The intimacy which develops in a real life case is difficult to reproduce in text, particularly with the principle of confidentiality in place, however, my aim is to deliver enough of these images so that you, the reader, can start to recreate that feeling of intimacy inside the consult room of your own mind’s eye.
Participation is something we’re all familiar with in our personal life, in terms of our close or intimate relationships, where we literally “take part” in the living flow of life energy of the other. This is in stark contrast to the “objective”, cold, detached form of observation we reserve either for business transactions, or the Western mode of science. As in our romantic love relationships, we stretch ourselves to empathetically see and feel the world as our beloved does, from their point of view.
Women traditionally do this more than men, who often feel at a loss as to how to find this way of relating, as they are more deeply incarnated into the physical realm, and by definition, more identified with the reality of separation than inter-connection.
Once, after a few minutes upon meeting a new patient, she remarked that my mode of “participating” her (this wasn’t exactly the word she used) was very different than other practitioners she’d previously been to, who were more in a Naturopathic or Allopathic mode of “observation”. It was notable that she did notice this, as most patients don’t necessarily realize that something different from the usual mode of interaction they are used to in healthcare is taking place (at least not intially).
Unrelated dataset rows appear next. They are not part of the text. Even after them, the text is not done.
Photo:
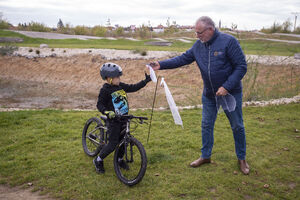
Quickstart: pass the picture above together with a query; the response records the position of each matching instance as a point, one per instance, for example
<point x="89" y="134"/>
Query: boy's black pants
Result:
<point x="114" y="128"/>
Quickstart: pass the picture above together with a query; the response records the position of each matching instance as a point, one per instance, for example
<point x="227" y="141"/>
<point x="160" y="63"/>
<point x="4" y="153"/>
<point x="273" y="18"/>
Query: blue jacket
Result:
<point x="221" y="62"/>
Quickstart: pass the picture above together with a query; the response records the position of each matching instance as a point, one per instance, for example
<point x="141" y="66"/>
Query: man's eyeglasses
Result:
<point x="200" y="33"/>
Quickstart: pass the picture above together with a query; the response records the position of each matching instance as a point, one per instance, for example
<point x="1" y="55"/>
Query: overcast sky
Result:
<point x="247" y="14"/>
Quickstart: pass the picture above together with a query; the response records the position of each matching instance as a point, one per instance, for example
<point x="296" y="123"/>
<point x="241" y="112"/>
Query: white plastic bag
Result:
<point x="152" y="74"/>
<point x="172" y="105"/>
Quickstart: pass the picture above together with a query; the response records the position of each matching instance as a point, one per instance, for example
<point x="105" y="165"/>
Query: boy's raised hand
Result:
<point x="155" y="65"/>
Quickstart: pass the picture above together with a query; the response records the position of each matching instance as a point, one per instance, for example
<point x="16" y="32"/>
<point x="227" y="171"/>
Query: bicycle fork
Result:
<point x="126" y="144"/>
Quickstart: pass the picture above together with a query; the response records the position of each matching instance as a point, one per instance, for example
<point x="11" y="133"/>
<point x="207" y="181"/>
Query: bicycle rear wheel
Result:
<point x="92" y="136"/>
<point x="136" y="159"/>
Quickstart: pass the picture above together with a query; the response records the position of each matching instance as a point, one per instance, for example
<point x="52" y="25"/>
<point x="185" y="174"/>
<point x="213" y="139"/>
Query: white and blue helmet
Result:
<point x="110" y="70"/>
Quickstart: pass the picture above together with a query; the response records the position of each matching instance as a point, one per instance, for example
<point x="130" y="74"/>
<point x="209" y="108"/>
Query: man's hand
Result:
<point x="110" y="114"/>
<point x="222" y="92"/>
<point x="147" y="78"/>
<point x="155" y="65"/>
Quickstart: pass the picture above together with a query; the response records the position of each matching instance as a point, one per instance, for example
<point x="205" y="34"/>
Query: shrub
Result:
<point x="8" y="49"/>
<point x="99" y="31"/>
<point x="4" y="24"/>
<point x="36" y="26"/>
<point x="81" y="30"/>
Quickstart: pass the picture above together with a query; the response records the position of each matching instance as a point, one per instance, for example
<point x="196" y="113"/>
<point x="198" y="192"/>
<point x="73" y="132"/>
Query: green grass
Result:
<point x="259" y="47"/>
<point x="44" y="147"/>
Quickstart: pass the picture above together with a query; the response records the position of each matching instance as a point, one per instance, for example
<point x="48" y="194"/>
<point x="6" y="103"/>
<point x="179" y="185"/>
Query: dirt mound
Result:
<point x="74" y="82"/>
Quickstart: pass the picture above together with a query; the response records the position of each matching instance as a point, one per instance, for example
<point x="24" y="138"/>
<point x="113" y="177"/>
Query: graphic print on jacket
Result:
<point x="119" y="100"/>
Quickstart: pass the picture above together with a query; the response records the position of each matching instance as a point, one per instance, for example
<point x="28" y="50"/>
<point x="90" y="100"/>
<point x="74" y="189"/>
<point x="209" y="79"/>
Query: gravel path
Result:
<point x="111" y="54"/>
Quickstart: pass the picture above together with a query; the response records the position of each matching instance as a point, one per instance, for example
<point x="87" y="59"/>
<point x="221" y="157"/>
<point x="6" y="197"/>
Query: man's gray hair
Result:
<point x="207" y="21"/>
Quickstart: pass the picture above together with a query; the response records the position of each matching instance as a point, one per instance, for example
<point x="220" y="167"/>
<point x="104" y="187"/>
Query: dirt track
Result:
<point x="74" y="82"/>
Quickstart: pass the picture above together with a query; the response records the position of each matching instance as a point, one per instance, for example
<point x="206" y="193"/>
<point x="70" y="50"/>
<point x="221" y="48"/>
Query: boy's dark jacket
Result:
<point x="114" y="98"/>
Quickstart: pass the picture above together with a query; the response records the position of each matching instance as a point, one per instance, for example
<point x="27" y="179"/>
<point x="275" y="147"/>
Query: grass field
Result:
<point x="44" y="148"/>
<point x="258" y="47"/>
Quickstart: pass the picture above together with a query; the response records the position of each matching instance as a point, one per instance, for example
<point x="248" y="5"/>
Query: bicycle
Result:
<point x="95" y="136"/>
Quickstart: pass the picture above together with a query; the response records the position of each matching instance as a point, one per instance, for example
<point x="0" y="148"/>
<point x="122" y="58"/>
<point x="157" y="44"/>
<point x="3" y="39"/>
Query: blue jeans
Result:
<point x="209" y="116"/>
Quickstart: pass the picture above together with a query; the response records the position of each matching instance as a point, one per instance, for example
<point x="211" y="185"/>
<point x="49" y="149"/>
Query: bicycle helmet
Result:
<point x="110" y="70"/>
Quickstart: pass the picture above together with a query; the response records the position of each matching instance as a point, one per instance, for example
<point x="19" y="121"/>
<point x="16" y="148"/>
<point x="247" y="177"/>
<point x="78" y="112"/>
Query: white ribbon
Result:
<point x="152" y="74"/>
<point x="172" y="105"/>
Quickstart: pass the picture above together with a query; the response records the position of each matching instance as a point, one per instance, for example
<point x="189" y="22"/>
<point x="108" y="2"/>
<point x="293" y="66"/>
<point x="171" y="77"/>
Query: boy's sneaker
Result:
<point x="99" y="166"/>
<point x="123" y="164"/>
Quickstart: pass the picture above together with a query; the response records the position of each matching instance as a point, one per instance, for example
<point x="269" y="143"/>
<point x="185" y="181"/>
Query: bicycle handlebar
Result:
<point x="131" y="117"/>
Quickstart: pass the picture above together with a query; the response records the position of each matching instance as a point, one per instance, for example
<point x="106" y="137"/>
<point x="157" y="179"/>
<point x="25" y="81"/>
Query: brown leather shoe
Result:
<point x="199" y="162"/>
<point x="244" y="167"/>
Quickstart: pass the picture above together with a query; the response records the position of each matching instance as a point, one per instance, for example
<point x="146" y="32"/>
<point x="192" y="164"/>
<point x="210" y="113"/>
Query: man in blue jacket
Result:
<point x="222" y="65"/>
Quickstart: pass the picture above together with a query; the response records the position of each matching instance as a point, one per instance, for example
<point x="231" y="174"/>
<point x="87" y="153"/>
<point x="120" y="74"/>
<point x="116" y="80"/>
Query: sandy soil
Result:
<point x="17" y="193"/>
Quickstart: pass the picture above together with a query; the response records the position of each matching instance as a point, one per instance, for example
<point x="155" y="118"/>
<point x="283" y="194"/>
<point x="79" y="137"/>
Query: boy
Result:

All of this makes sense, once it is realized from a true understanding of disease that its diagnosis and treatment ultimately has to work at the depths, which can only be attained through participation, rather than the mere information at the surface available through normal observation.
The practitioner must be sufficiently healthy to be in contact with their own inner contact, in order to fully resonate with the patient’s, and to be able to diagnose at this level. The graduation requirement of the HCH to complete up to a certain point in treatment aids in this goal of allowing the practitioner to begin to see at this level, and then the continuing requirement of the CIHA (professional association of Heilkünstlers) for ongoing treatment and education further expands this capacity.